«Calila y Dimna», a 13th Century Gem In an Unabridged Modern Version

José María Merino has published an edition, in modern Spanish, of this book, which is both a historic landmark and a truly relevant reading in today’s world. Who are Calila and Dimna? In the original text, two jackals who became lynxes for Spanish readers.

Of the two of them, the more modern is Dimna due to his moral relativism. “Our society is full of ‘dimnas” –social climbers and impostors who later try to pass themselves as innocent people. In that sense we have not changed a bit since the 13th century,” says Merino.

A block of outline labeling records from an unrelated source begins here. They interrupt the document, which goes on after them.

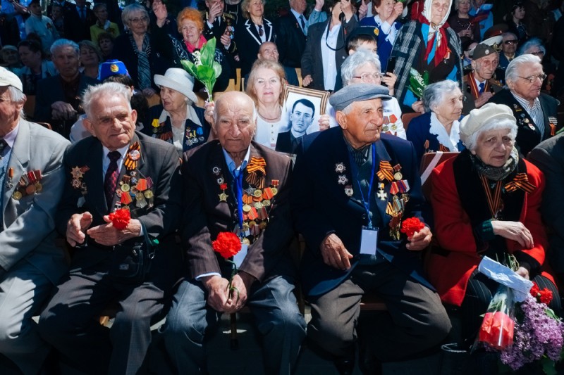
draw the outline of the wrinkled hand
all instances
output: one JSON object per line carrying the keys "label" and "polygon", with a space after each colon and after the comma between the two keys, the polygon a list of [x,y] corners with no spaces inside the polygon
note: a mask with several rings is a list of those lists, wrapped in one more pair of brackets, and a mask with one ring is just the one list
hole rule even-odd
{"label": "wrinkled hand", "polygon": [[76,117],[77,112],[68,103],[56,101],[51,105],[51,114],[55,120],[71,120]]}
{"label": "wrinkled hand", "polygon": [[520,267],[519,269],[515,271],[515,273],[519,276],[527,279],[527,280],[529,279],[529,270],[524,267]]}
{"label": "wrinkled hand", "polygon": [[415,112],[419,112],[419,113],[425,113],[425,108],[423,106],[423,102],[420,100],[412,104],[411,108]]}
{"label": "wrinkled hand", "polygon": [[88,211],[74,214],[66,224],[66,241],[74,247],[82,243],[86,239],[85,232],[92,224],[92,215]]}
{"label": "wrinkled hand", "polygon": [[[233,279],[231,281],[231,286],[236,288],[237,290],[233,291],[231,295],[228,295],[227,303],[228,305],[231,304],[231,307],[226,310],[226,313],[237,312],[245,306],[245,304],[247,303],[249,291],[250,291],[251,285],[252,285],[253,282],[255,282],[255,278],[247,272],[240,272],[233,277]],[[239,292],[238,294],[238,291]]]}
{"label": "wrinkled hand", "polygon": [[321,12],[324,5],[325,5],[325,0],[315,0],[314,9],[318,12]]}
{"label": "wrinkled hand", "polygon": [[409,242],[405,247],[412,251],[420,251],[429,246],[432,238],[433,234],[431,233],[429,227],[424,227],[420,231],[414,233],[412,237],[407,238]]}
{"label": "wrinkled hand", "polygon": [[214,275],[202,277],[202,283],[207,290],[207,304],[214,310],[224,312],[228,298],[227,286],[229,281]]}
{"label": "wrinkled hand", "polygon": [[494,96],[494,94],[489,91],[483,92],[477,99],[474,101],[474,104],[477,108],[479,108],[486,104],[492,96]]}
{"label": "wrinkled hand", "polygon": [[319,116],[319,130],[327,130],[329,128],[330,122],[329,122],[329,115],[321,115]]}
{"label": "wrinkled hand", "polygon": [[216,1],[214,4],[214,5],[212,6],[212,8],[209,8],[207,15],[207,22],[209,22],[210,24],[213,24],[214,20],[223,13],[223,1]]}
{"label": "wrinkled hand", "polygon": [[347,250],[343,241],[334,233],[325,237],[319,249],[326,265],[343,271],[350,268],[352,255]]}
{"label": "wrinkled hand", "polygon": [[532,234],[521,222],[491,220],[491,227],[494,234],[515,241],[523,248],[531,248],[534,246]]}
{"label": "wrinkled hand", "polygon": [[107,224],[90,228],[86,231],[90,238],[100,245],[114,246],[141,235],[141,223],[137,219],[130,220],[128,226],[123,230],[114,227],[109,215],[104,217],[104,221]]}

The writer and academic met for the first time «Calila y Dimna» back in his elementary school days, thanks to Sainz de Robles’s anthology «Cuentos viejos de la vieja España» (“Old Tales of the Old Spain”) (Aguilar, 1943): «The anthologist had carefully endeavored to translate into contemporary Spanish the old Castilian speech, making it perfectly understandable for the intelligence of the too-young reader that I was back then.» Upon revisiting «Calila y Dimna» —published by Castalia and edited by Juan Manuel Cacho Blecua and María Jesús Lacarra, Merino observed that the book «not only has not aged a day, but it indeed has a surprisingly modern air, due both to the curious way the stories are structured and to the subtlety with which it describes, through the dialog, behaviors that seem to truly reflect the ambitions and secret dealings of the world we live in.”